Anders ist dies jedoch, wenn der von Arbeitnehmerseite benannte ehrenamtliche Richter während der Amtszeit eine Funktion übernimmt, die ihn der Arbeitgeberseite zuordnet - oder umgekehrt. In diesem Fall würde die Fortführung des Amtes gegen den Grundsatz der paritätischen Besetzung der Gerichte für Arbeitssachen mit ehrenamtlichen Richtern aus den Kreisen der Arbeitnehmer und der Arbeitgeber verstoßen, § 6 ArbGG. Dieser Grundsatz soll sicherstellen, daß die unmittelbare Anschauung und der Sachverstand beider Kreise des Arbeitslebens in gleichgewichtiger Weise in die Rechtsprechung eingebracht werden. Zudem soll das Vertrauen der rechtsuchenden Bürger in die Rechtsprechung der Arbeitsgerichte durch die paritätische Beteiligung von Personen aus Arbeitgeber- und Arbeitnehmerkreisen gefestigt werden (vgl. nur Germelmann/Matthes/Prütting, ArbGG, 3. Aufl., § 6 Rz 4).

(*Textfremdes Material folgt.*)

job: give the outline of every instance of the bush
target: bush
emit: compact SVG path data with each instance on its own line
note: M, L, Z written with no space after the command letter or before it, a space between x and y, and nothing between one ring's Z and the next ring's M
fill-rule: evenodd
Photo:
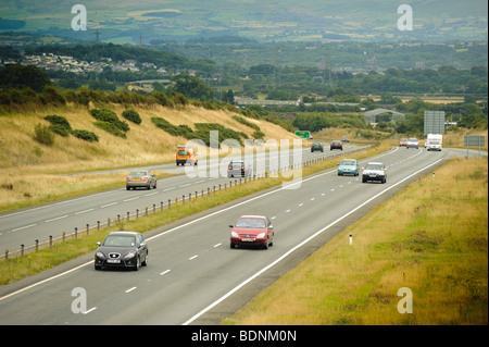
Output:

Mit dem Gedanken der Parität ist es nicht zu vereinbaren, daß ein ehrenamtlicher Richter, der von der Arbeitnehmerseite benannt wurde, trotz jetzt aktiver Wahrnehmung von Funktionen auf Arbeitgeberseite weiterhin als ehrenamtlicher Richter der Arbeitnehmerseite tätig bleibt. Mit dem Wechsel auf die Arbeitgeberseite entfällt vielmehr eine Voraussetzung für die Berufung des ehrenamtlichen Richters beim Bundesarbeitsgericht (so auch für die insoweit gleiche Regelung des § 43 Abs. 2 ArbGG 1953 Dersch/Volkmar, ArbGG, 6. Aufl., § 43 Rz 5; Dietz/Nikisch, ArbGG, § 43 Rz 20; siehe auch Senatsbeschluß vom 6. November 1990 - 1 AS 5/90 -). Dabei ist eine abstrakte Betrachtungsweise geboten und nicht darauf abzustellen, ob der betroffene ehrenamtliche Richter, der ohnehin nicht als Vertreter einseitiger Interessen, sondern als unabhängiger Richter entscheiden soll, nach seiner persönlichen Einstellung trotz Wechsels der Stellung sich noch der ihn für das Amt vorschlagenden Seite verbunden fühlt. Einschränkungen sind nur insoweit zu machen, als es sich um die Wahrnehmung von Arbeitgeberfunktionen auf Arbeitnehmerseite selbst handelt, insbesondere also um eine Arbeitgeberfunktion bei einer Gewerkschaft oder dem vergleichbare Tätigkeiten, die die Annahme rechtfertigen, daß der ehrenamtliche Richter noch dem bisherigen Interessenkreis zuzurechnen ist.
Diese Voraussetzungen liegen hier nicht vor. Herr W war daher auf seinen Antrag von seinem Amt als ehrenamtlicher Richter beim Bundesarbeitsgericht zu entbinden.